Friday, June 12, 2020

Great Summer Reads Countdown Blitz: Hermana by Becca McCulloch

Becca McCulloch is a wife, mother, professor, and writer but rarely in that order (if in any order at all). At night, she transitions from mild-mannered educator into mild-mannered artist, writing about LDS (Mormon) issues in a modern and complex world. In 2016, she won the Storymakers' First Chapter Contest/General Fiction category. In 2019, her novel, Hermana, was named the General Fiction category winner for the LDS Publishers Media Association.

Becca resides in Utah with her husband, 2 children, Great Dane, two cats, and a pesky, yet friendly raccoon that won't leave the outdoor shed.

WINNER! 2019 general fiction book of the year from the LDS Publishers Media Association.

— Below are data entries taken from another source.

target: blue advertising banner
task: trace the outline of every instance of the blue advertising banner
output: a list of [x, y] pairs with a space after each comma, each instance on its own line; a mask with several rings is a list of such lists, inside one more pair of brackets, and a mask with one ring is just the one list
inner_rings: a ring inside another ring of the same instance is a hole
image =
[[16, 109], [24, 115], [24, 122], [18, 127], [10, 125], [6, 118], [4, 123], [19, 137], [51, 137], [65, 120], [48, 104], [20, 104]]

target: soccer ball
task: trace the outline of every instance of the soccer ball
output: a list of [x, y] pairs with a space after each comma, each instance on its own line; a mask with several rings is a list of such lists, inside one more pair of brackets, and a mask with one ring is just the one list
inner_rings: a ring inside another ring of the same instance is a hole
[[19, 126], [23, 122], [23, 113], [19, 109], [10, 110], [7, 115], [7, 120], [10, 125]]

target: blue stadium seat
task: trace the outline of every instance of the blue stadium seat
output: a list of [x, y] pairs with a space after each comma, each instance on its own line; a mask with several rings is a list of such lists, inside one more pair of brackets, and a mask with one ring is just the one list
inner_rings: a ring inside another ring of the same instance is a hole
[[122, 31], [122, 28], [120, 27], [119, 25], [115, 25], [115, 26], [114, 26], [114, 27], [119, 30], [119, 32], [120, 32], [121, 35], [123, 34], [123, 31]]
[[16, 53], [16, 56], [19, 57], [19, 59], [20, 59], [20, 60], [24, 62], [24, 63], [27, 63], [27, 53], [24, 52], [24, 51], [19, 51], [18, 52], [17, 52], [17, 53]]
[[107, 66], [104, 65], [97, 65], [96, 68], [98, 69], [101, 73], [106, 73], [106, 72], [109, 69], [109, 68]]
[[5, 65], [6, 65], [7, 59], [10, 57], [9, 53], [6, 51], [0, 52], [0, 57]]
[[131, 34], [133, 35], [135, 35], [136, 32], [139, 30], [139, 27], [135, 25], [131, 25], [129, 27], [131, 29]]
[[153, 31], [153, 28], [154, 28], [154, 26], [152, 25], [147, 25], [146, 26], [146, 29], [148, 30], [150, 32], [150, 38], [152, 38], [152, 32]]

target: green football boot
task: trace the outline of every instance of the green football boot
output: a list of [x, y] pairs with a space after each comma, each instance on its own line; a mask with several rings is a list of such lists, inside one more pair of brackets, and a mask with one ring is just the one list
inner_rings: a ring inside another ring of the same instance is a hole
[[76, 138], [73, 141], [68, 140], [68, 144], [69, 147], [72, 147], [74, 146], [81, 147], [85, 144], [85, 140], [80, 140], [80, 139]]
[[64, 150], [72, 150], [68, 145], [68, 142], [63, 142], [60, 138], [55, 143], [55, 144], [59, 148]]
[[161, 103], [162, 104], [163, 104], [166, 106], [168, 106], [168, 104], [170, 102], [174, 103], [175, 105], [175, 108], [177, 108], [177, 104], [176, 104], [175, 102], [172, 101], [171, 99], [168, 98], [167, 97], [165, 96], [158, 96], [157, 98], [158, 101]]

Bookish and street-smart Lannie Lewis wants to be more than the child of a broken home who flunked out of music school. Full-time mission service will carry her away from the problems with her dad and immerse her hands in the work of God, or, it would if she’d stop hiding in the bathroom and wishing the island had better bug spray. When a disaster transforms her mission into a world of peril and overwhelming need, she will have to learn to hear the Lord’s voice for herself, even if it means she stands against the crowd. 

~ Universal Amazon Link


I float through Shulz’s transfer like the in-focus character in a nouveau French film. Figures move past me, obscured in a fog. Loss slows time and shifts experience inward. Other scenes in this film replay in my head. My grandfather’s funeral. The day my dad left. Juries. Saying goodbye to mom in Salt Lake City.
Schulz and I stand beside each other as the training hermanas’ car approaches. We’ve not spoken all morning. Stoic Schulz preferred the view to conversation. A few jokes passed between her and Blank, but nothing for me.
“You’ll be a great training hermana, Schulz.”
“Thanks, Lewis. Try to stay alive.”
That’s the end of Schulz and me. She climbs in the car with Hermana Litchford, who still looks like she should be cavorting on a beach in a Pac Sun ad, and Hermana Stathos, who spares me a small wave and inquiry after my arm.
My new companion will come by bus. She’s been part of a threesome, so her poor comps get to waste a day on this transfer. No one knows when the bus will arrive. We sit and sweat while ancient buses stuffed with Dominicans and livestock rattle and sputter by at uncommonly high speed. The dirt whips into dust devils and makes the heat hotter. My Coca-Cola tastes gritty.
“I volunteer to get us all fresh sodas,” I murmur to the Elders. Everything already feels different without Schulz. Without her, we’re the sad pictures from the 1920s American dust bowl. Faces filled with deep lines and dirt. Nothing exciting at all.
When I get back, Hermana Olsen sits on her luggage opposite the Elders. This is the first I’ve seen her since we left the MTC. She’s changed, too, roughened at the edges. I hold out the 7-Up and Coca-Cola bottles for her to choose. She rejects both. The Elders take their Dr. Peppers. My insides feel like dried-out paint trays, so an extra soda is fine by me.